The frequency of CYP3A4*1B in Europeans (4%) is consistent with other studies [25]. The CYP3A4*1B frequency in Africans (82%) is much higher than in Europeans, and it is also higher than the 35–67% frequency seen in African Americans [25]. The rare CYP3A4*2 allele was not found in either of our population samples. To date CYP3A4*2 has only been described in a Finnish Caucasian population, with an allele frequency of 2.7% [11]. The CYP3A4*3 allele frequency in Europeans (2%) is consistent with frequencies reported in other studies [25].

CYP3A5*3C frequency shows dramatic interethnic variation. In Europeans, the CYP3A5*3C variant is the predominant allele (94% frequency), but this allele has a much lower frequency in the African population (12%).

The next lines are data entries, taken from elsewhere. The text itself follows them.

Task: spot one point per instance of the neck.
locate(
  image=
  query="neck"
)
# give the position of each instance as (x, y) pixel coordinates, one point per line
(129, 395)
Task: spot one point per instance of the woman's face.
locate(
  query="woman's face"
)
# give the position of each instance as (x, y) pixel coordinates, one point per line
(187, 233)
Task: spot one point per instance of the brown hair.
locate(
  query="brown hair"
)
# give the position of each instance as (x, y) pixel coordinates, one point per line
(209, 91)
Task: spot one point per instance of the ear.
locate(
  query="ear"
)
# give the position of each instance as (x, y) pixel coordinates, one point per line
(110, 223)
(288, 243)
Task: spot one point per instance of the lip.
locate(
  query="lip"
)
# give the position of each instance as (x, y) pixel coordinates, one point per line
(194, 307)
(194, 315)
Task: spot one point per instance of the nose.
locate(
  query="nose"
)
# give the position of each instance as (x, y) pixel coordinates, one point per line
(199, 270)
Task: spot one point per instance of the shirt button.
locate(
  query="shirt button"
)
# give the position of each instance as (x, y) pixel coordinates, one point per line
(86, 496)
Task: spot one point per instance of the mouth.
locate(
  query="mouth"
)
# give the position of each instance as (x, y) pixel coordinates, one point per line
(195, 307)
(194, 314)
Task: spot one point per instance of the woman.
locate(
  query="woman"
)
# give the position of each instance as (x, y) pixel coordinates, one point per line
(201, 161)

CYP3A5*6 frequency also shows interethnic variation. The CYP3A5*6 allele was not found in Europeans, but it was found in the African population at a frequency of 16%. Other studies have also failed to find CYP3A5*6 in Europeans, but this has been found in African Americans at a frequency of 13–16% [16, 26].

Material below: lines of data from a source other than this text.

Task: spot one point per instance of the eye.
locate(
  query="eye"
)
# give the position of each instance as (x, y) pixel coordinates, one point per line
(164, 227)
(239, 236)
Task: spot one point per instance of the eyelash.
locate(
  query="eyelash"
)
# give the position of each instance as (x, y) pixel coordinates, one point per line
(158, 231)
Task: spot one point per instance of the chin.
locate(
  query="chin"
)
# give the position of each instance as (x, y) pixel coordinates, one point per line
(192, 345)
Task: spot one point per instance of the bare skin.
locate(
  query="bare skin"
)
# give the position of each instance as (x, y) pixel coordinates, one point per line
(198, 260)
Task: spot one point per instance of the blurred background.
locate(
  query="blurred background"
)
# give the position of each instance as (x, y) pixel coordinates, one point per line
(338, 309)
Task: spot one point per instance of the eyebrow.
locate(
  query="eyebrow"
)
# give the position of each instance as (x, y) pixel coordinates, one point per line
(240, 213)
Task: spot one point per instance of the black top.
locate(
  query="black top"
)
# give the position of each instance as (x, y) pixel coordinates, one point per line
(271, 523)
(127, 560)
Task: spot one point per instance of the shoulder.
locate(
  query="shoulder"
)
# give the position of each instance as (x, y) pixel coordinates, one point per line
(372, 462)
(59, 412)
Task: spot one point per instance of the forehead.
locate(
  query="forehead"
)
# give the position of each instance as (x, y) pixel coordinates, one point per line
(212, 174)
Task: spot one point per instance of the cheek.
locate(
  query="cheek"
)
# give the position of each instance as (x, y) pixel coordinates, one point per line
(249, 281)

Haplotype also shows interethnic variation. Haplotype 1 is the predominant haplotype in Europeans, with haplotypes 2–5 occurring at low frequencies. In contrast, haplotype 4 is the most common haplotype in Africans, and haplotypes 2, 5, and 6 all occur at frequencies greater than 10%. However, the presence of homozygous variants was rare for CYP3A4 in Europeans and for CYP3A5 in Africans. Consequently, the limits of in silico determining haplotype frequencies in these populations should be taken into account. Larger population studies are necessary for a more accurate understanding of CYP3A4-CYP3A5 haplotypes. Interethnic variation highlights the need to analyze clinically relevant SNPs and haplotypes in a variety of ethnic groups. An understanding of the genetic variation that exists in various populations will aid in tailoring health care to different populations.

Conclusion

Restriction fragment length polymorphism (RFLP) is the predominant method of SNP analysis used to assay CYP3A4 and CYP3A5 SNPs in previous studies [14, 27]. Pyrosequencing offers several advantages over RFLP. For RFLP analysis, a SNP must alter a restriction enzyme cutting site. This limitation precludes many SNPs from RFLP analysis. Pyrosequencing assays can be designed for the vast majority of SNPs, making it a versatile alternative. Pyrosequencing also requires less time than RFLP. Post-PCR, Pyrosequencing steps take approximately 30 minutes for 96 samples, whereas enzyme digestion (1–2 h) and gel electrophoresis for RFLP take significantly longer. Additionally, Pyrosequencing assays are readily transferable to any lab with the appropriate equipment and require no on-site optimization. This procedure could improve the efficiency of SNP analysis for pharmacogenomic research with the ultimate goal of pre-screening patients for individual therapy selection.